Heartland New Zealand, the lender built from the merger of Marac Finance and Canterbury and Southern Cross building societies, is expanding in rural lending with the $100 million bid for PGG Wrightson's finance unit.
Chief executive Jeff Greenslade told BusinessDesk the acquisition will lift Heartland's rural lending exposure to 21 per cent from 6 per cent-to-7 per cent currently.
He says there are opportunities in the sector, and Heartland ultimately wants about a third of its loan book in rural loans.
"What we're seeing out there is a shortage of credit available to farmers," Greenslade said.
"We want to be active in providing financial support for farmers - we're hearing there's the desire to go back to the old model where farmers have more than one financial provider."
The deal, which is subject to, regulatory, shareholder and debt-holder approvals, will see Heartland raise at least $55 million through a share purchase plan and two $10 million private placements from Wrightson and Pyne Gould Corp.
The placements will be at 75 cents a share, which is 15 per cent below the firm's net tangible asset value, but a 4.2 per cent premium to the current share price of 72 cents.
No price has been flagged for the share purchase plan.
Craigs Investment Partners will lead manage the offer, which is expected to be completed by the end of August.

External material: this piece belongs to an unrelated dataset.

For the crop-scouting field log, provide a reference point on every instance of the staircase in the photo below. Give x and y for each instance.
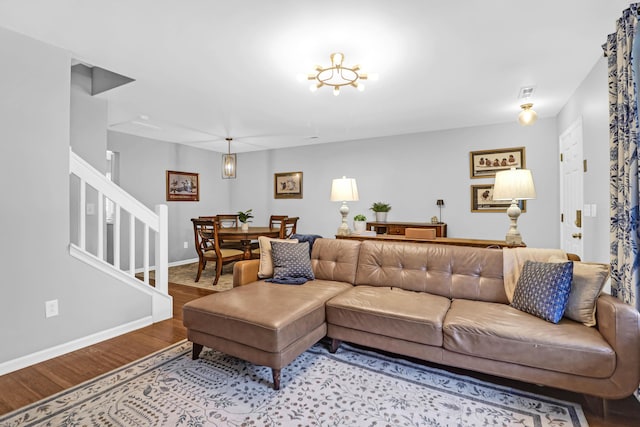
(124, 257)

Heartland will acquire Wrightson loans worth $400 million to $430 million, lifting the value of its loan book by about a fifth to $2.6 billion, and will take on the rural service company's $92 million of listed bonds and $260 million of debentures.
The lender expects to make a net profit of between $6 million and $8 million in the 12 months ended June 30, and flagged 2012 earnings of between $20 million and $24 million, including the Wrightson acquisition.

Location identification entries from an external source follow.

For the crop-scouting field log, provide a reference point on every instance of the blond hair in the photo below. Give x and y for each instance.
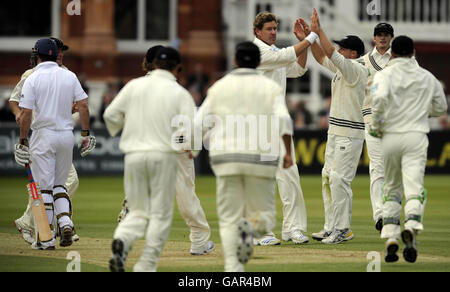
(261, 19)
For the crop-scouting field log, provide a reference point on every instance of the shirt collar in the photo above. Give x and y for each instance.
(164, 74)
(402, 60)
(244, 71)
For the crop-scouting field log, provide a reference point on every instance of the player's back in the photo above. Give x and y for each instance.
(152, 103)
(50, 92)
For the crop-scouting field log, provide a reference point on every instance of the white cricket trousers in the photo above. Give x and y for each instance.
(189, 204)
(51, 160)
(149, 184)
(405, 156)
(342, 155)
(71, 185)
(376, 172)
(241, 196)
(291, 195)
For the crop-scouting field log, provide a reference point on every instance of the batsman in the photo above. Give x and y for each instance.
(25, 224)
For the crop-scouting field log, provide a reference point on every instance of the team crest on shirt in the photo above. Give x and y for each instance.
(374, 88)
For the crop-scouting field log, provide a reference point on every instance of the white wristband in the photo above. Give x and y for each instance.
(312, 37)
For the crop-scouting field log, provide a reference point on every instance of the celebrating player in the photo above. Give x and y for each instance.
(245, 181)
(150, 159)
(188, 202)
(404, 96)
(25, 224)
(49, 93)
(346, 130)
(375, 61)
(279, 64)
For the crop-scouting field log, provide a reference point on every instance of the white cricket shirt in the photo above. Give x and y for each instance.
(279, 64)
(144, 109)
(404, 96)
(50, 92)
(347, 96)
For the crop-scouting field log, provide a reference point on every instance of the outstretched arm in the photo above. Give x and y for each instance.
(325, 43)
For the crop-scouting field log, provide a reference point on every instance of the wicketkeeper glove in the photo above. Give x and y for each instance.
(22, 152)
(375, 132)
(87, 143)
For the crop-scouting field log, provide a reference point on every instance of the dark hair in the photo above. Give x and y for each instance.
(167, 58)
(247, 55)
(46, 58)
(261, 19)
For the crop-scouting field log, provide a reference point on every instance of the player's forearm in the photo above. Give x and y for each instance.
(303, 59)
(318, 53)
(83, 109)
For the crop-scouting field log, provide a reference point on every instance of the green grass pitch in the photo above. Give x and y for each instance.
(98, 202)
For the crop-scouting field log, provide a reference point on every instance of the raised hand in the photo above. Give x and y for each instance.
(315, 23)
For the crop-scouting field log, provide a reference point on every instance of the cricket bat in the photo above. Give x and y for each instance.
(38, 208)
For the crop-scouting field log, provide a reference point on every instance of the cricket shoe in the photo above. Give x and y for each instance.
(379, 224)
(124, 212)
(266, 240)
(410, 251)
(245, 244)
(321, 235)
(205, 249)
(296, 236)
(391, 250)
(119, 256)
(338, 236)
(27, 234)
(37, 245)
(65, 236)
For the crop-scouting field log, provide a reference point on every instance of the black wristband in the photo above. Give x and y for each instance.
(24, 141)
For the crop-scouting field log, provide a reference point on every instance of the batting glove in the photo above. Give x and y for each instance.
(375, 132)
(87, 143)
(22, 152)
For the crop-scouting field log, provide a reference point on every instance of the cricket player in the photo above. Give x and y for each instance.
(151, 158)
(345, 133)
(187, 200)
(25, 224)
(245, 179)
(404, 95)
(375, 61)
(279, 64)
(49, 93)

Greenslade said once the latest purchase goes through, Heartland will focus on organic growth as the economy picks up and demand for new credit returns.
Wrightson will carve out some $96.5 million of loans into a special purpose vehicle to refinance or realise those assets in the short- to medium-term, and will provide a $30 million guarantee on certain loans sold to Heartland.
According to Wrightson's first-half results, impaired and past due loans amounted to $111.6 million.
Wrightson chairman John Anderson said in a statement the sale is supported by new major shareholder, Agria Singapore, and is "consistent with our ongoing strategy to reduce debt in the parent company, grow our AgriTech and AgriServices operations and seek to introduce a dividend payment policy for shareholders in the medium-term."
The sale comes two weeks after Wrightson sold its half share of New Zealand Merino Co. to its partners for $7.6 million. Agria and China's New Hope Group completed their $144 million bid to take a controlling stake in Wrightson last month.
Wrightson shareholders will vote on the sale of the finance unit at the June 28 special meeting, when they will also be asked to approve Ngai Tahu's investment in the Agria vehicle.
The rural services company's shares last traded at 52 cents.